As described above, according to the present invention,
Since the vector of the pointing rod photographed by the photographing means is calculated and the point coordinates on the extension line of the pointing rod in the image are generated from the calculated vector of the pointing rod, generation of complicated various point shapes and establishment of safety are, of course, established. Therefore, it is possible to obtain an effect such as being compatible with a multi-screen.

[Brief description of drawings]

FIG. 1 is a diagram showing an outline of a presentation system according to an embodiment of the present invention.

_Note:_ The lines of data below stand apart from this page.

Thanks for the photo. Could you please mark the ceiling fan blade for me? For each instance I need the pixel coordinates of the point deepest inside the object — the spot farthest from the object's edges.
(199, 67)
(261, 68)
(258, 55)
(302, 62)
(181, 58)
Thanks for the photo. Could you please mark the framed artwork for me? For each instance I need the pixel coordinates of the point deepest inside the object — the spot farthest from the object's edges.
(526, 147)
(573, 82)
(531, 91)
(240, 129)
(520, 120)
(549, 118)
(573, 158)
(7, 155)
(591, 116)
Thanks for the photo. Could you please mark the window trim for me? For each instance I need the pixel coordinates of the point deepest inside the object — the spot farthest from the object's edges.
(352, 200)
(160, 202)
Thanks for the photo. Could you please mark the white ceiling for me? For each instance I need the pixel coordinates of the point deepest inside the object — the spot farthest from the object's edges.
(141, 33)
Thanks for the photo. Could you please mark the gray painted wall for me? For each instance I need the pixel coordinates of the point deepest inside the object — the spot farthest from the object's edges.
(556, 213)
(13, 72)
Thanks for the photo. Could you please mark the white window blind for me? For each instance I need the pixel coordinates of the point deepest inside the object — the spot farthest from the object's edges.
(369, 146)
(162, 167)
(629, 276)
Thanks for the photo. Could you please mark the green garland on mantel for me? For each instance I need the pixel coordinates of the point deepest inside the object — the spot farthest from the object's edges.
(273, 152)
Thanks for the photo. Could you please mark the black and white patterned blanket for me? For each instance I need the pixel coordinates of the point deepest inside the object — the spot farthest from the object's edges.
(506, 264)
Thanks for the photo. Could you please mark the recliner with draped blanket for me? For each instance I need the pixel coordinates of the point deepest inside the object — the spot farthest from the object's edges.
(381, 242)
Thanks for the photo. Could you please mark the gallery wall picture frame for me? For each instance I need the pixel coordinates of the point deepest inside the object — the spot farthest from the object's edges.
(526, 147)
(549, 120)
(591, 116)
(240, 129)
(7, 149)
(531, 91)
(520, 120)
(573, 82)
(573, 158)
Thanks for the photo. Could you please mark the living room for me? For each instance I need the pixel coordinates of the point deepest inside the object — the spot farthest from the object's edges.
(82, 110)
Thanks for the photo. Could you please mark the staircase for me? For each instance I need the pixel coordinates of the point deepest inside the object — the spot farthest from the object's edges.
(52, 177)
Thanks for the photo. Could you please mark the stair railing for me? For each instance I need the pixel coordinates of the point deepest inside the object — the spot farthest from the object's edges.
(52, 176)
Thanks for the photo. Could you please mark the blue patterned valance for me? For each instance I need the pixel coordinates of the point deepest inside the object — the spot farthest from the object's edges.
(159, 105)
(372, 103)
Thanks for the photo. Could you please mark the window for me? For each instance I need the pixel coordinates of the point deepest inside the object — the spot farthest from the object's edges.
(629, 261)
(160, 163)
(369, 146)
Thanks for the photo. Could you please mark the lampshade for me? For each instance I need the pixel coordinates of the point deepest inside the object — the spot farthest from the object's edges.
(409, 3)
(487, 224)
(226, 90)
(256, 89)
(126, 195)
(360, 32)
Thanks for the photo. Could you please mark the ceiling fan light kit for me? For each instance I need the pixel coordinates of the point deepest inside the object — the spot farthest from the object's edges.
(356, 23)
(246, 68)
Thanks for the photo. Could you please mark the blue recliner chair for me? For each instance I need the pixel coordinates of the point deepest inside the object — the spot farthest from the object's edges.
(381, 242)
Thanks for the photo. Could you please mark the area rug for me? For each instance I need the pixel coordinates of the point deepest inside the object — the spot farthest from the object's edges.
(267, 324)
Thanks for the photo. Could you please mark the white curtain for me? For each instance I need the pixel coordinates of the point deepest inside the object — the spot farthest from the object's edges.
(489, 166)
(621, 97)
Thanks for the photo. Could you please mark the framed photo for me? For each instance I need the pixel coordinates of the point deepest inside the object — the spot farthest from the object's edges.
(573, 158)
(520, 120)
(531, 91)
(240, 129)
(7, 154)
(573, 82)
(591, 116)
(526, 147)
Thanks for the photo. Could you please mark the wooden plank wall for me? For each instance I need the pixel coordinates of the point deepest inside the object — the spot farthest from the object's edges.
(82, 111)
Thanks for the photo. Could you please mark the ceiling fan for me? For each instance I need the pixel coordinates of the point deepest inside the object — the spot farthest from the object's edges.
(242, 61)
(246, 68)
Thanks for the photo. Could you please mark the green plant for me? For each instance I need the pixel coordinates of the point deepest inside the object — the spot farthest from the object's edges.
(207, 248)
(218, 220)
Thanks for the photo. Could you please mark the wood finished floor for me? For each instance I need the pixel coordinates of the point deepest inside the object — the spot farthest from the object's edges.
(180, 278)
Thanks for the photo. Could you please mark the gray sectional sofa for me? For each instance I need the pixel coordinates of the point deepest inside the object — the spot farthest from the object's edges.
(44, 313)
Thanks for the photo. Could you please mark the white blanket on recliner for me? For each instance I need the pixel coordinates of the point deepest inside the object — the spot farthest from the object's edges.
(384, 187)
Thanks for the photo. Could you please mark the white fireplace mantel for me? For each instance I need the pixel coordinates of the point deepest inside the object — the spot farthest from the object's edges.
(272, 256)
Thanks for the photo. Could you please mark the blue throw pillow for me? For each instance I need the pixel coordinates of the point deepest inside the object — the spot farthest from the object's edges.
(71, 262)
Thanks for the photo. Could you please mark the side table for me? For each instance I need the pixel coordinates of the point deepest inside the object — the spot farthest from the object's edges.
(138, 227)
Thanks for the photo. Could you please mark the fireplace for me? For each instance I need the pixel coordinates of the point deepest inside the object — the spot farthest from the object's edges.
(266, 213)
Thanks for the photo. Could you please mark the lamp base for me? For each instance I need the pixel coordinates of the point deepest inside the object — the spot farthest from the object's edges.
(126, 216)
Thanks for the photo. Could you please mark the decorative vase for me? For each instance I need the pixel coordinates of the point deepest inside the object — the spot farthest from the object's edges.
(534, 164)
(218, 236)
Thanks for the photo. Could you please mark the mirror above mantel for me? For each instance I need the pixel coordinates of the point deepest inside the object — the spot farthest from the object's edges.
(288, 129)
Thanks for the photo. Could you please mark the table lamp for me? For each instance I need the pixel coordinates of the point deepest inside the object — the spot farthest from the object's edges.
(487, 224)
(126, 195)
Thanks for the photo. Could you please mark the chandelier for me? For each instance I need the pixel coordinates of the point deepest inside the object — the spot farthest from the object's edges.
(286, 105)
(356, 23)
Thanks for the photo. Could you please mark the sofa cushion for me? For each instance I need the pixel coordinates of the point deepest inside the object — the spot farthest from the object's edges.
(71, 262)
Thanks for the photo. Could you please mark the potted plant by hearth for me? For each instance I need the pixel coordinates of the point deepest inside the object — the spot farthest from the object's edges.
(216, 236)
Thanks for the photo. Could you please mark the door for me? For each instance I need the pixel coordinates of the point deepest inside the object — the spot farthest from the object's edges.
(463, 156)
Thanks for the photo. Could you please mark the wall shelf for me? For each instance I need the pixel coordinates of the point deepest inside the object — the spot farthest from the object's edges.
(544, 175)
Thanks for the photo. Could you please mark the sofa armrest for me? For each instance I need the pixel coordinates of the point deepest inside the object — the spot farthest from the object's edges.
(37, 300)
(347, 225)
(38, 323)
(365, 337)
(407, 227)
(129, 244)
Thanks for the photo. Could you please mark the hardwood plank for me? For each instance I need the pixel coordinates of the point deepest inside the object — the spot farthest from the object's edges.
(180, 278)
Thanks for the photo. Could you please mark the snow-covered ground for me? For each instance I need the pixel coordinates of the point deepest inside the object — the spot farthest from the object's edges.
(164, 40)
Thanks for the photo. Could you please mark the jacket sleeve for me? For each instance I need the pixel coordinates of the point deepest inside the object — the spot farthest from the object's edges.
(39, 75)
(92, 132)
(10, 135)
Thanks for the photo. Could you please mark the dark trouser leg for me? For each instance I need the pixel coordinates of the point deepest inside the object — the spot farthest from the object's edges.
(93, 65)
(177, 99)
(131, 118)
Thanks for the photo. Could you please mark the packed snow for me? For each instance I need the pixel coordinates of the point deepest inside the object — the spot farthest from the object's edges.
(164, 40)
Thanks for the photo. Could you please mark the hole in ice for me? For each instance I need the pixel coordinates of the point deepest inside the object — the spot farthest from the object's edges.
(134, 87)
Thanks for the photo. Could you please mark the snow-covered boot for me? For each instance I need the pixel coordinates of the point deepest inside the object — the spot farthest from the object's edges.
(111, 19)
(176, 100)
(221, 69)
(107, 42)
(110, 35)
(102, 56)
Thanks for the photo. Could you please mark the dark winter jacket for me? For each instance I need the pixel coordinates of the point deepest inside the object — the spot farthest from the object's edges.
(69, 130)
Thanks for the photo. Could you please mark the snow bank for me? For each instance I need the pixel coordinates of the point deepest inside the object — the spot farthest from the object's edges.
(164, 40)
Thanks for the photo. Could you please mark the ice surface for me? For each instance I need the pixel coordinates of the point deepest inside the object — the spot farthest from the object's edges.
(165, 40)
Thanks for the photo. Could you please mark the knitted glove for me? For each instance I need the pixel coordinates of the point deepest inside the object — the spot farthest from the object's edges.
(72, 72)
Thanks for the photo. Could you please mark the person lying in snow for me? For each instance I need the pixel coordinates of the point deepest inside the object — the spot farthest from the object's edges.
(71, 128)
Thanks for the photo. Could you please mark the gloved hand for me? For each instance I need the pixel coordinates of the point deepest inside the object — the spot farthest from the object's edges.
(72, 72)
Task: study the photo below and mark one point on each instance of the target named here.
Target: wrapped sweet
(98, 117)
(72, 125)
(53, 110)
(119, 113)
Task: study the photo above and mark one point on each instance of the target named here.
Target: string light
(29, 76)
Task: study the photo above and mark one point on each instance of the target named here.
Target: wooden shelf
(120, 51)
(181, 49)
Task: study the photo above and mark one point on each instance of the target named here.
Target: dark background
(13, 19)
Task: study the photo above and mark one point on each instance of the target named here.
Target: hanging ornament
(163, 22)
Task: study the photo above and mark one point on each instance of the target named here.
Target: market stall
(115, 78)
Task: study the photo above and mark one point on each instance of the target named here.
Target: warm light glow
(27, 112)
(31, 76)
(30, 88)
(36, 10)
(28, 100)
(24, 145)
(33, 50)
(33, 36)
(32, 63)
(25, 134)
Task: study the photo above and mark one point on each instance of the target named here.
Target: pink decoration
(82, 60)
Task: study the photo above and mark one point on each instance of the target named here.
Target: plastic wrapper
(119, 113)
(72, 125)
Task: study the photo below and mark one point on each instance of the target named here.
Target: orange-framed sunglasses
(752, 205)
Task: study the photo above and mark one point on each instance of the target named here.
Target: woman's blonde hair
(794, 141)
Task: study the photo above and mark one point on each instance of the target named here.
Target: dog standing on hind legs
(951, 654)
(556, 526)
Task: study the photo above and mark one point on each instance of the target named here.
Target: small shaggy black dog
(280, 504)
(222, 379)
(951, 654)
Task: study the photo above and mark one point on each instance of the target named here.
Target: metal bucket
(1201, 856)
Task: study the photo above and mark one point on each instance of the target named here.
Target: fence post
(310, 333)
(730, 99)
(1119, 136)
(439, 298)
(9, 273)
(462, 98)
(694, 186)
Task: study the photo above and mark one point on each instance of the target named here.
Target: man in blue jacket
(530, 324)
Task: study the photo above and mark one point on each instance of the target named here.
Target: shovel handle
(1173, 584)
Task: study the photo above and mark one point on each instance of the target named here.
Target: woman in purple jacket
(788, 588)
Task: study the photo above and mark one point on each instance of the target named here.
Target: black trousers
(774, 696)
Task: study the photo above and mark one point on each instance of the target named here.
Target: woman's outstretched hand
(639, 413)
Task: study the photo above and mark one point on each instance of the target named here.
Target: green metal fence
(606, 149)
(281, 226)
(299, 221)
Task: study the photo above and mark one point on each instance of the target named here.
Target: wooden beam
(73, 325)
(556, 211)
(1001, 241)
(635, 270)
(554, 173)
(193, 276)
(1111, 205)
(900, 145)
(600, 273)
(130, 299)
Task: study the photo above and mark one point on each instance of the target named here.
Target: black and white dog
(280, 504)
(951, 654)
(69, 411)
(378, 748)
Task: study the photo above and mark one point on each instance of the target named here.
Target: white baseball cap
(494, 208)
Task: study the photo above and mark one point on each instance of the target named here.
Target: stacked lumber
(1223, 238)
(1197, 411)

FIG. 2 is a diagram showing an entire presentation system according to the embodiment of the present invention.

FIG. 3 is a perspective view showing a vector of an indicator rod.

4A is a diagram showing the relationship between the ratio of the amount of light received by the area CCD and the angular component in the depth direction, and FIG. 4B is a diagram showing a photographed image photographed by the area CCD.

FIG. 5 is a flowchart showing the operation of the embodiment.

[Explanation of symbols]

1 Liquid crystal projector (projection means) 2 Control calculation unit (calculation means) 3 pointer 5 area CCD (imaging means) 10 screens (screen means) 30 Indicator light unit 31 First Light Emitting Unit 32 Second light emitting unit 33 Reference light emitting unit M standard mark

─────────────────────────────────────────────────── ─── Continuation of the front page (51) Int.Cl. ⁷ Identification code FI theme code (reference) G09G 5/08 G09G 5/08 DL (72) Inventor Takashi Nagashima 1-324 Uetakecho, Saitama City Saitama Prefecture Fuji Photo Optical Co., Ltd. (72) Inventor Akinori Hamana 1-324 Uetakecho, Saitama City, Saitama Prefecture Fuji Photo Optical Co., Ltd. F-term (reference) 5B087 AA09 AB02 AD02 AE03 CC09 CC26 CC33 DD03 DE03 DE07 5C082 AA03 AA24 BA02 BA12 BB42 CA02 CA59 CB05 DA42 DA87 MM09 MM10

Claims (4)

[Claims] 1. A screen means, a projection means for projecting an image on the screen means, a photographing means for photographing a pointing rod held by a presenter, and a vector of the pointing rod photographed by the photographing means, and the calculation is performed. And a calculation means for generating point coordinates on the extension line of the pointing rod in the image from the vector of the pointing rod,
A presentation system characterized by projecting a point image on the point coordinates on the image. 2. The indicator rod includes a reference light emitting portion arranged on the hand side of the presenter and an instruction light emitting portion arranged on the tip side, and the indicator light emitting portion is a plane intersecting the axis of the indicator rod. Is divided into a first light emitting unit and a second light emitting unit, and the computing unit causes the indicator rod to set the optical axis of the photographing means based on the difference in the amount of light received from the first light emitting unit and the second light emitting unit. The presentation system according to claim 1, wherein an angle formed with respect to a plane orthogonal to is calculated. 3. The illuminating means for illuminating the presenter in the photographing means, and the presenter is projected on the screen means according to an operation.
Presentation system described in. 4. A presentation method using the presentation system according to claim 1, wherein a plurality of fiducial marks are projected from the projection means onto the screen means, and the axis line of the pointing rod is set to the above-mentioned. The state toward the fiducial mark is photographed by the photographing means, and the arithmetic means stores the vector of the pointing rod at that time as a reference vector, and the reference vector and the coordinates of the reference mark on the image are also stored. And a point coordinate on the extension line of the pointing rod in the image from the calculated vector of the pointing rod.